I have a xml file that contaions segmentation points but I dont know how to get them. It not well builded I guess because the points stands in a tag after a tag that contains "points_px" string. (It is not in the "point_px" tag.) My question is how to get the tags that contains the points with most efficient way?
This is what I use to get the segs now.
import xml.etree.ElementTree as ET
class XML_files:
# other codes
def get_points(self):
anns = self.xml[0][1][0][5].iter() # self.xml carries the info
segs = []
a = -2
for i,x in enumerate(anns):
if x.text == "Point_px":
a = i
if a+1 == i:
segs.append([a.text for a in x.findall("string")])
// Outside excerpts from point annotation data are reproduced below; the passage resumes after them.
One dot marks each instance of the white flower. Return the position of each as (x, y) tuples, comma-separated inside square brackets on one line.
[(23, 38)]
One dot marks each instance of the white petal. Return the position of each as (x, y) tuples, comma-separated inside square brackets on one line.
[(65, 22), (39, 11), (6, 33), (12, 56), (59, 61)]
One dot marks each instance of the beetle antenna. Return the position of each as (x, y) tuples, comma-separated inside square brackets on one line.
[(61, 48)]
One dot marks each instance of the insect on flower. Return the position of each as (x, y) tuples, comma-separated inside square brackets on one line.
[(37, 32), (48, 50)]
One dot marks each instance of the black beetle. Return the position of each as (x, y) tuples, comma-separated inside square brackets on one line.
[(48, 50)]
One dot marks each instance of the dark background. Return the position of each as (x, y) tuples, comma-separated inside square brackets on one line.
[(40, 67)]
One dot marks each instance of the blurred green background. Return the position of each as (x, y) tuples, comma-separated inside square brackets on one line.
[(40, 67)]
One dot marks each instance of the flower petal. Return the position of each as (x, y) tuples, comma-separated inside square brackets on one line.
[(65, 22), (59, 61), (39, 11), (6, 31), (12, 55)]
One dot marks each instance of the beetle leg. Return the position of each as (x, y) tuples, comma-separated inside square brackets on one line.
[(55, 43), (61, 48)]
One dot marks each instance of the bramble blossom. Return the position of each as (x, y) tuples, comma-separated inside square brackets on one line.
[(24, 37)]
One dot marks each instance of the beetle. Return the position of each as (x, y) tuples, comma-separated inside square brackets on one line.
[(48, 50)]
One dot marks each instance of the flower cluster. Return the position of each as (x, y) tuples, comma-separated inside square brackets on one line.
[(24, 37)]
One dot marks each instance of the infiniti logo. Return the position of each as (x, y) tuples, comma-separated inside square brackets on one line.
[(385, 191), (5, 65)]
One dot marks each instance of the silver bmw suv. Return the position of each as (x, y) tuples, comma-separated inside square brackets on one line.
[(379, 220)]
segs = [[[int(float(value)) for value in tuples.strip("()").split(", ")] for tuples in part_cord] for part_cord in segs]
return segs
This is how the files look like
<?xml version="1.0" encoding="UTF-8"?>
<!DOCTYPE plist PUBLIC "-//Apple//DTD PLIST 1.0//EN" "http://www.apple.com/DTDs/PropertyList-1.0.dtd">
<plist version="1.0">
<dict>
<key>Images</key>
<array>
<dict>
"other tags"
<array>
<dict>
"other tags"
<key>Point_px</key>
<array>
<string>(468.612000, 2109.979980)</string>
</array>
"other tags"
</dict>
<dict>
"other tags"
<key>Point_px</key>
<array>
<string>(932.369019, 2154.489990)</string>
<string>(935.320984, 2151.000000)</string>
<string>(940.689026, 2149.389893)</string>
<string>(945.788025, 2149.659912)</string>
<string>(949.544983, 2151.810059)</string>
<string>(952.228027, 2154.219971)</string>
<string>(954.911987, 2158.520020)</string>
<string>(954.911987, 2162.540039)</string>
<string>(953.570007, 2167.100098)</string>
<string>(951.422974, 2170.590088)</string>
<string>(947.129028, 2173.540039)</string>
<string>(943.104004, 2173.810059)</string>
<string>(938.809998, 2173.280029)</string>
<string>(934.784973, 2171.669922)</string>
<string>(932.638000, 2167.909912)</string>
<string>(931.296021, 2164.149902)</string>
<string>(931.026978, 2159.320068)</string>
</array>
"other tags"
</dict>
<dict>
"other tags"
<key>Point_px</key>
<array>
<string>(1347.459961, 1894.459961)</string>
</array>
"other tags"
</dict>
</array>
</dict>
</array>
</dict>
</plist>
Expected output is a list like below
[[[468.612000, 2109.979980]],
[[932.369019, 2154.489990],
[935.320984, 2151.000000],
[940.689026, 2149.389893],
[945.788025, 2149.659912],
[949.544983, 2151.810059],
[952.228027, 2154.219971],
[954.911987, 2158.520020],
[954.911987, 2162.540039],
[953.570007, 2167.100098],
[951.422974, 2170.590088],
[947.129028, 2173.540039],
[943.104004, 2173.810059],
[938.809998, 2173.280029],
[934.784973, 2171.669922],
[932.638000, 2167.909912],
[931.296021, 2164.149902],
[931.026978, 2159.320068]],
[[1347.459961, 1894.459961]]]
For your xml structure, you are better off using lxml because of its better xpath support compared to that of ElementTree.
Also, note that the xml in your question isn't well formed (because the <plist>
element is never opened).
Assuming that's fixed, try this:
from lxml import etree
images = """[your xml above, fixed]"""
segs= []
for d in doc.xpath('//dict[./key[.="Point_px"]]'):
sg = d.xpath('.//array/string/text()')
segs.append([s.strip('()') for s in sg])
segs
The output should be your expected output.